Vignetta diffusa in internet meno di 24 ore dopo la morte della giornalista di Al Jazeera. Israele è colpevole a prescindere, senza alcun bisogno indagini e prove

Forse non sapremo mai come è stata uccisa Abu Akleh. Ma una cosa la sappiamo per certo: non appena c’è un’occasione per muovere accuse contro Israele, i mass-media filo-palestinesi si precipitano a emettere sentenze di colpevolezza senza alcun bisogno di prove e verifiche, e alcuni organi d’informazione internazionali li seguono a ruota fin troppo volentieri. La morte di Abu Akleh, avvenuta a Jenin in Cisgiordania, mi ricorda un’altra accusa contro Israele: il cosiddetto “massacro di Jenin”.

Una battaglia ebbe luogo a Jenin nei primi giorni di aprile 2002 durante la seconda intifada (l’intifada delle stragi suicide contro la popolazione israeliana ndr), quando i soldati israeliani entrarono a Jenin nell’ambito dell’operazione Scudo Difensivo alla ricerca dei terroristi responsabili di una serie di sanguinosi attentati. Fonti palestinesi proclamarono immediatamente che era stato perpetrato un “massacro” (l’allora capo negoziatore dell’Olp Saeb Erekat affermò falsamente alla CNN che i soldati avevano “massacrato” 500 palestinesi, una menzogna che successivamente persino le Nazioni Unite respinsero come insensata: il reale bilancio dei caduti nella battaglia di Jenin fra soldati e terroristi fu di 23 israeliani e 52 palestinesi ndr). Amnesty International, Human Rights Watch e vari organi d’informazione internazionali rilanciarono l’accusa senza alcuna prova. Da allora, l’affermazione che vi sia stato un “massacro” di civili a Jenin è stata ampiamente sconfessata e screditata. Come scrisse il Washington Post il 3 maggio 2002, “il ‘massacro di Jenin’ è più di una finzione: è una bufala”. Ma nei mass-media filo-palestinesi la menzogna è stata continuamente ripetuta e lo è ancora oggi. Il Middle East Monitor ha ripetuta nell’aprile 2020, Al Jazeera nell’aprile 2018 (per non parlare delle innumerevoli proiezioni del falso documentario Jenin, Jenin di Mohammad Bakri ndr).

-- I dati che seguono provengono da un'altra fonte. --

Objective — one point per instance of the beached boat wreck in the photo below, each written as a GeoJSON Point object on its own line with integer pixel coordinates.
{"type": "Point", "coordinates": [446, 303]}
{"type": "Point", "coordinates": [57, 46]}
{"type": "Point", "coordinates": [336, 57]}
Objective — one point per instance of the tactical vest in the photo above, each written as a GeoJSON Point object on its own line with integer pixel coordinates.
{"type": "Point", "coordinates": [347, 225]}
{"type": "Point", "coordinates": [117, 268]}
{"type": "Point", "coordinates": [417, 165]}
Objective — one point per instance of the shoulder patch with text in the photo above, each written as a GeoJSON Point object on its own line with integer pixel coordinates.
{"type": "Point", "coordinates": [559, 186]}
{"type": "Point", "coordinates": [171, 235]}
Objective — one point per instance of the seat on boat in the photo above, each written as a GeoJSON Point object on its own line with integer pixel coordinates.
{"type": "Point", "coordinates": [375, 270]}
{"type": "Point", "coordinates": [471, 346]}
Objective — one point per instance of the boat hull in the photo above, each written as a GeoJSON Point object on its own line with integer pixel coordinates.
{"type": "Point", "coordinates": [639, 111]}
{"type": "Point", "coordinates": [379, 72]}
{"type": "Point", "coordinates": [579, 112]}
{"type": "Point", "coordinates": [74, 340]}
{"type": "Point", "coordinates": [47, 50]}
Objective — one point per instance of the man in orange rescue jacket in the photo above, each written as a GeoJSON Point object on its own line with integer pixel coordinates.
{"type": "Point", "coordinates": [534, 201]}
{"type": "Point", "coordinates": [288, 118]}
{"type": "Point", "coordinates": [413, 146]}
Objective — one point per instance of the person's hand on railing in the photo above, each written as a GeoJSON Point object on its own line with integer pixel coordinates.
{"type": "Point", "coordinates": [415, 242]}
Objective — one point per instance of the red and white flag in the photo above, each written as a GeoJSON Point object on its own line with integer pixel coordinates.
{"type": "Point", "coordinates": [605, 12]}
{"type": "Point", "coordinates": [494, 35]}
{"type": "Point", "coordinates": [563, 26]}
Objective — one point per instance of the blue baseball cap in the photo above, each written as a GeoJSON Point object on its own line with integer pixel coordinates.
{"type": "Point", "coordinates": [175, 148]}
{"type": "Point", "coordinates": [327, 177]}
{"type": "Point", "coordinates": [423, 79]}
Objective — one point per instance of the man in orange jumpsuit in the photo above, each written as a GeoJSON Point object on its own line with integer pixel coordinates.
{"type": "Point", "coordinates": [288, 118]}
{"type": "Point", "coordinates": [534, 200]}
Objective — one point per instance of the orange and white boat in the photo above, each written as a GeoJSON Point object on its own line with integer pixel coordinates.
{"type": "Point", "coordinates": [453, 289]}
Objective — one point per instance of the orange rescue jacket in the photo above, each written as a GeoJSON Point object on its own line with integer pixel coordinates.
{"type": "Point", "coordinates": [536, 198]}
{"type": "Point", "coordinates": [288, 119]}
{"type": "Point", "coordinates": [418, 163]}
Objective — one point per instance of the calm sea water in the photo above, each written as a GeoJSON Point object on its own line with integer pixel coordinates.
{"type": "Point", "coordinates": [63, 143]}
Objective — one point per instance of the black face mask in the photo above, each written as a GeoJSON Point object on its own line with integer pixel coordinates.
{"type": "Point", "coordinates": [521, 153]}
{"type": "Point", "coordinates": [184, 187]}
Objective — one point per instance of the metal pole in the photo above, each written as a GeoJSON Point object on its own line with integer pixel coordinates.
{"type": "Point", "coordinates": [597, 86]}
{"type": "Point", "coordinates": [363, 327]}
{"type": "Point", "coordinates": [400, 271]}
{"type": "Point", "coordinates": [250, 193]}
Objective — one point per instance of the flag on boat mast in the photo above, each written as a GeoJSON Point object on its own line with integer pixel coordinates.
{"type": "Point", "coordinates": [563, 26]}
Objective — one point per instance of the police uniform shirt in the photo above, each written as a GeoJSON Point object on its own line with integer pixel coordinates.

In un mondo ideale, la tattica di muovere accuse palesemente false non dovrebbe funzionare perché la gente dovrebbe essere in grado di vedere al di là di esse. Ma la tattica funziona perché troppe persone vedono quello che vogliono vedere. La durevole menzogna di Donald Trump secondo cui ha vinto le elezioni presidenziali del 2020 ne è un ottimo esempio: pare che oltre il 40% degli americani ci creda ancora.

Le bugie funzionano (più o meno), ma cosa ci hanno guadagnato i palestinesi? Niente. Le bugie non possono costruire uno stato più di quanto lo possa fare il terrorismo palestinese. In fin dei conti, dal punto di vista dell’aspirazione palestinese all’autodeterminazione, l’uccisione (verosimilmente accidentale) di Shireen Abu Akleh durante uno scontro a fuoco non cambia le cose. Se verrà accertato che un soldato israeliano ha agito in modo sbagliato, quel soldato sarà punito. Ma che ciò accada o meno, le ragioni per cui i palestinesi non hanno un proprio stato rimarranno tali e quali. I mass-media filo-palestinesi, di cui Abu Akleh faceva parte, continueranno a ignorare quelle ragioni e continueranno a parlare del conflitto in modo disonesto.